Practical Applications
Immediate Applications
Below are deployable use cases that leverage the paper’s “Agentic File System” (AFS) abstraction and the Context Engineering Pipeline (Constructor, Updater, Evaluator) as implemented in the open-source AIGNE framework.
- Software engineering and LLMOps
- Auditable agent workflows for developers
- Use AFS to mount code, docs, tools (MCP servers), and memory as a unified namespace; generate a context manifest per task to trace which files, tools, and memory were injected into the model’s token window.
- Tools/products/workflows: “ContextOps” step in CI/CD; context manifest stored alongside code; replayable agent sessions; model-agnostic context loaders; evaluation logs for regression testing.
- Dependencies/assumptions: Adoption of AIGNE or equivalent AFS; proper IAM/ACLs for mounted repos; stable LLM APIs; developer buy-in for context manifest reviews.
- GitHub developer assistant via MCP
- Mount the official GitHub MCP server into AFS to search repositories, triage issues, draft PRs, and perform code-aware operations as file-like actions.
- Sector: Software/DevTools.
- Dependencies/assumptions: GitHub PATs/permissions; sandboxed execution; governance to prevent destructive actions (e.g., branch protection).
- Tool composition without heavy prompt boilerplate
- Mount REST/OpenAPI/GraphQL services, databases, and vector stores as AFS modules; expose them as files/actions that agents can discover and execute with typed schemas instead of long tool descriptions in prompts.
- Sector: Enterprise IT, Platform engineering.
- Dependencies/assumptions: Declarative resolvers for backends; metadata quality; schema alignment and versioning.

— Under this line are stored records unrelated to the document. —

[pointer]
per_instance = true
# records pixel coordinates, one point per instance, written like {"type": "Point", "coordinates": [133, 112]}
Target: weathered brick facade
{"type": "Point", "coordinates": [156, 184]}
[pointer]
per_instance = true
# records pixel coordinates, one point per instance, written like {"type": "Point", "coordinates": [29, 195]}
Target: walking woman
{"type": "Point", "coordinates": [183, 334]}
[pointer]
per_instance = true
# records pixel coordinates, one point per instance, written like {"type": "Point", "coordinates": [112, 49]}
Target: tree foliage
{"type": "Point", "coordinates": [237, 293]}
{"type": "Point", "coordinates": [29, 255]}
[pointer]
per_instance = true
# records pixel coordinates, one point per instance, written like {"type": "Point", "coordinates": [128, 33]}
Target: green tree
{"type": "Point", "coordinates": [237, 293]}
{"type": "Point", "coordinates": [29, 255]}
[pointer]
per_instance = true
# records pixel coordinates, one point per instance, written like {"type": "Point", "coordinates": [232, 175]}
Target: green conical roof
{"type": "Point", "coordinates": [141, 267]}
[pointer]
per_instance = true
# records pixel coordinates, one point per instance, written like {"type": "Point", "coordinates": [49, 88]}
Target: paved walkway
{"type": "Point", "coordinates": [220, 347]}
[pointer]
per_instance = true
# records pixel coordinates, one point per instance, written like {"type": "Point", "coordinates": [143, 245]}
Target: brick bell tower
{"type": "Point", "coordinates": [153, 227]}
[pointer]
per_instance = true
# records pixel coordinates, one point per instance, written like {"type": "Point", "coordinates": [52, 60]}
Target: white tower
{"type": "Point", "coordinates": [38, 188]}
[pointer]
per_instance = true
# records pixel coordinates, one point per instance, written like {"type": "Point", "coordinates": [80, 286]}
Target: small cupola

- Enterprise knowledge assistants with governance
- Verifiable RAG and memory with provenance
- Persist history, memory, and scratchpads via AFS; Constructor selects and compresses relevant context, Updater streams under token budgets, Evaluator writes back validated facts with lineage for audit.
- Sectors: Knowledge management, Customer support, IT service desks.

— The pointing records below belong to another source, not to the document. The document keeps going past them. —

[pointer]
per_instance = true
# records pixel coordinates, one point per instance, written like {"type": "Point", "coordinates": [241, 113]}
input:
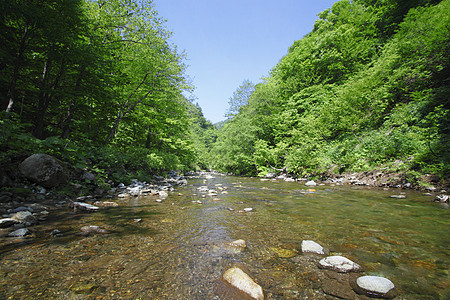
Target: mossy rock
{"type": "Point", "coordinates": [283, 253]}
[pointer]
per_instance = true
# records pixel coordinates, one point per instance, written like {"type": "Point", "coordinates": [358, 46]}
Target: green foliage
{"type": "Point", "coordinates": [96, 84]}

- Dependencies/assumptions: Metadata tagging (recency, source, access); vector DB / full-text plugin; policy-compliant retention and aging.
- Compliance-grade context logging
- Record exactly what context was visible at decision time (inputs, model version, manifest, outputs, overrides) for audit and e-discovery.
- Sectors: Finance (compliance documentation), Government, Legal operations.
- Dependencies/assumptions: Retention policies; secure storage; legal review of admissibility; PII/PHI handling where applicable.
- Human-in-the-loop evaluation and curation
- Curated knowledge bases with human overrides
- Evaluator routes low-confidence or contradictory outputs for human review; accepted annotations are stored as first-class context elements with provenance.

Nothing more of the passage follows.